The artist was born on January 25, 1951 in Flushing, Queens, the place his dad and mom raised him alongside his older sister and youthful brother. A brush with demise on the age of six, when he virtually drowned earlier than being rescued by an uncle, profoundly influenced his outlook on life and his work. “I simply noticed essentially the most stunning imaginative and prescient of sunshine and shade,” Viola stated in a 2017 interview.

He typically alluded to this expertise in his follow, drawing from this reminiscence and religious traditions like Zen Buddhism, Islamic Sufism, and Christian mysticism for works like his five-part video sequence The Reflecting Pool (1977–79), which challenges viewers’ understanding of time and consciousness by specializing in moments of transition, similar to day to nighttime or motion to stillness. 

“I see that media know-how just isn’t at odds with our interior selves, however the truth is a mirrored image of it,” Viola stated in a 2007 lecture

In 1973, Viola acquired a Bachelor of Positive Arts diploma from Syracuse College, the place he took courses in digital music and explored completely different video artwork strategies within the faculty’s Experimental Studios program. Conferences with teacher and mentor Jack Nelson, fellow classmate David Ross, and the artists Peter Campus and Nam June Paik all helped form his follow and encourage his work. He was additionally closely influenced by avant-garde pianist David Tudor, whom he met after commencement, and by the expertise of performing in Tudor’s electroacoustic “Rainforest IV” mission.

Maybe one in every of his best inspirations got here in 1977 on a visit to Melbourne, Australia, the place he met cultural arts director Kira Perov, who would go on to turn out to be his lifelong artistic collaborator. The 2 married in 1979, in response to the artist’s web site, and ultimately moved to Lengthy Seashore, the place they established a studio and raised their household. 

Over the course of his life, Viola was the recipient of quite a few awards and honorary levels and was the main focus of main solo museum exhibitions, together with the two-year present Invoice Viola: A 25-12 months Survey, which originated on the Whitney Museum of American Artwork in 1997 and traveled to 6 museums in the US and Europe.

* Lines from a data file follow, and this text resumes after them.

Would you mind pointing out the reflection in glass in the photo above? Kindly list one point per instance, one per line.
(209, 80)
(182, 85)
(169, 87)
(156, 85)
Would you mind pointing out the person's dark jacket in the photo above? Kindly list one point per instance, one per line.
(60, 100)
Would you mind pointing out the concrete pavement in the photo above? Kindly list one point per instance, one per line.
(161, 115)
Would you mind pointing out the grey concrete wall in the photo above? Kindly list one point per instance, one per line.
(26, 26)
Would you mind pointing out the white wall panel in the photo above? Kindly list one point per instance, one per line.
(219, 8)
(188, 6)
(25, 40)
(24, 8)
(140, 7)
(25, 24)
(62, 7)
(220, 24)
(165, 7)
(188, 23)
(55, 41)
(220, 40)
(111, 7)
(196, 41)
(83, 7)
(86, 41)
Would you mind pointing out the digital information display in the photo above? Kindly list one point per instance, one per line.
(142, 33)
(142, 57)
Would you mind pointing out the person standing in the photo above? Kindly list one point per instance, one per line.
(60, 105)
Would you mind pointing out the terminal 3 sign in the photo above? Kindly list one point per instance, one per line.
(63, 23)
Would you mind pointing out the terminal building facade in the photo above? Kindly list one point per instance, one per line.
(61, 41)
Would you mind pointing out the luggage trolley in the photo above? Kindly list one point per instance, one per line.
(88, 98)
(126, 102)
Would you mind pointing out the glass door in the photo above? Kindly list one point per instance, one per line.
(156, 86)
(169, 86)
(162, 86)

He additionally represented the US on the forty sixth Venice Biennale in 1995, the place he introduced a set of 5 installations titled Buried Secrets and techniques that included the video work “The Greeting” (1995) — a mission impressed by the early Sixteenth-century Italian Mannerist painter Jacopo da Pontormo’s “The Visitation” (1528).

Worldwide success apart, Viola at all times felt that his work’s worth was not tethered to any sole assortment or exhibition. 

“I’ve come to understand that an important place the place my work exists just isn’t within the museum gallery, or within the screening room, or on tv, and never even on the video display screen itself, however within the thoughts of the viewer who has seen it,” he said in 1989, in response to James Cohan Gallery.

The late artist is survived by Perov, who can also be director of Invoice Viola Studio; his sons Blake and Andrei Viola; his daughter-in-law Aileen Milliman; his brother Robert Viola; and his sister Andrea Freeman.